Ancak geri gönderilen oyuncuların sayısının artması halinde, “Kulüp yanlış seçimler yapıyor mu?” sorusunun camiada daha fazla konuşulmaya başlanacağı da ifade ediliyor.

ARAYA BİRİLERİNİN GİRMESİ GEREKLİ

Trabzonspor ile Çaykur Rizespor’un bu hafta sonu oynayacağı karşılaşma, saha içinden önce tribünlerde yaşanacak dostluk mesajlarıyla dikkat çekmişti.

Son günlerde gündeme gelen “deplasman yasağı” ve “fahiş bilet fiyatı” tartışmaları, kulüplerin sağduyulu adımlarıyla çözülmüştü.

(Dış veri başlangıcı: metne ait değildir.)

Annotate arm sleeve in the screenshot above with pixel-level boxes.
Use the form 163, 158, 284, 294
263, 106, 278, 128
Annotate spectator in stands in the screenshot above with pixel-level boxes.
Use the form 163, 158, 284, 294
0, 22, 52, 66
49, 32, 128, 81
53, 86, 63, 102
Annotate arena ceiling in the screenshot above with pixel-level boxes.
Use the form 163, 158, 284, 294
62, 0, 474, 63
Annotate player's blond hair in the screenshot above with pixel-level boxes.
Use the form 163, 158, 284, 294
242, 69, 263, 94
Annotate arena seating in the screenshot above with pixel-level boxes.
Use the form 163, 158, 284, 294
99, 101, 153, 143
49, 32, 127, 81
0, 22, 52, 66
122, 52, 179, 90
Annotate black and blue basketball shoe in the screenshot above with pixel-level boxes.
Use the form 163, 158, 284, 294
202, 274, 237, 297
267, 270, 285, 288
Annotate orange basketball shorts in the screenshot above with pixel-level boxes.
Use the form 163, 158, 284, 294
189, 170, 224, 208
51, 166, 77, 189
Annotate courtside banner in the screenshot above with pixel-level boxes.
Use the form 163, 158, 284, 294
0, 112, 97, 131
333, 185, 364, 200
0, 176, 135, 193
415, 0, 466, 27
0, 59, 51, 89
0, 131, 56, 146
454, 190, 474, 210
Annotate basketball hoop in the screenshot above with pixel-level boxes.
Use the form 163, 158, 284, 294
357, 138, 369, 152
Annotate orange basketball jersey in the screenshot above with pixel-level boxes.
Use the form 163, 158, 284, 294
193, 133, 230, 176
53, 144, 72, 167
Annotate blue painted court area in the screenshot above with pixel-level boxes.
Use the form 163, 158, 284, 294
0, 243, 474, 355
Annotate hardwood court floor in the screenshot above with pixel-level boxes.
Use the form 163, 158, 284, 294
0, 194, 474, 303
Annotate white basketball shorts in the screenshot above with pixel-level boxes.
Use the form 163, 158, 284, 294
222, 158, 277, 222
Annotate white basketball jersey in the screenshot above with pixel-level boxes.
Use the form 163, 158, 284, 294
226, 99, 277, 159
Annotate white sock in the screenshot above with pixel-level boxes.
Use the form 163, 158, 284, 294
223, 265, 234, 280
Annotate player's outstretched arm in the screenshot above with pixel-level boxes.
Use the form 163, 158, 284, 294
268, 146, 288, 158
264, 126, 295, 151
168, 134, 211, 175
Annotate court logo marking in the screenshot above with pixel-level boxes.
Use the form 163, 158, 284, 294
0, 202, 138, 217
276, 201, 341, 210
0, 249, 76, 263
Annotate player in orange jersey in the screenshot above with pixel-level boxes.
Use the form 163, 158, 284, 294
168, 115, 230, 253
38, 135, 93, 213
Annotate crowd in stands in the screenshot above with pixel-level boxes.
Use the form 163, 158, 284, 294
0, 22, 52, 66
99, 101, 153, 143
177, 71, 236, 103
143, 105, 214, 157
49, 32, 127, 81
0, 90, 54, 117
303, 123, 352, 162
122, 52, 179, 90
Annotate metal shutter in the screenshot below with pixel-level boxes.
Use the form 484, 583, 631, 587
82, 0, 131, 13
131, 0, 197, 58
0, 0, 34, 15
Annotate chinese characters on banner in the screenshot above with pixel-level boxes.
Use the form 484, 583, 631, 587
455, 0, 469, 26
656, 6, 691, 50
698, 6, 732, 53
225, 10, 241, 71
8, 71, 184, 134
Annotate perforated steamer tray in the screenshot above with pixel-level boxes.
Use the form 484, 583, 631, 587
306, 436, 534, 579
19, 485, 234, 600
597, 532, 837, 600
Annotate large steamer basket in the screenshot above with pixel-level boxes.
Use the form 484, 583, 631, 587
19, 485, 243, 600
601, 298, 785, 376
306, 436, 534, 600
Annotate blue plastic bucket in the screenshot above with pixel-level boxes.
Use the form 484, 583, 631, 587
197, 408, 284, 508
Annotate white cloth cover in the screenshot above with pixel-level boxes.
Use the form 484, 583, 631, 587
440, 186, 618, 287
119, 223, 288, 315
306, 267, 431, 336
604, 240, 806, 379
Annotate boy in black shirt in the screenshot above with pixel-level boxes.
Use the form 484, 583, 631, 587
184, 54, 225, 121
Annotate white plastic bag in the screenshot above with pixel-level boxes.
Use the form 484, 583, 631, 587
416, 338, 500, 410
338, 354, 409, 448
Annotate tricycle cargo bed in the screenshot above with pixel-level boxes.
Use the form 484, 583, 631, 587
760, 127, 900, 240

Normal şartlarda 453 TL olarak belirlenmesi planlanan bilet fiyatları, iki kulüp arasındaki görüşmeler sonucunda Rize’nin plaka numarası olan 53 TL’ye indirildi.

Bu hamle, Trabzonspor’un geçtiğimiz maçta kendi sahasında deplasman tribünü için 61 TL uygulamasına adeta karşılık niteliğinde oldu.

Bilet fiyatlarındaki bu sembolik jestin ardından, taraftar büyük bir şok yaşadı.

Biletlerini alan ve deplasman için hazırlık yapan, son zamanların en sakin ortamının yaşandığı bu iklimde, akıl almaz bir şekilde deplasman yasağı kararı çıktı.

Bu kararın neye ve kime hizmet ettiği anlaşılmazken, araya birilerinin girip söz konusu bu garip kararı düzeltmesi gerekiyor.

Bir taraftan yaparken diğer taraftan yıkmanın ne anlamı var?

Fenerbahçe yasak, Beşiktaş yasak, Rize yasak; yarın Samsun ve Galatasaray da yasak gelirse, taraftarlığın veya futbolun ne anlamı kalır ki?

Karar vericilere tavsiyemizdir: Bu kararın hiç ama hiçbir kimseye faydası yok.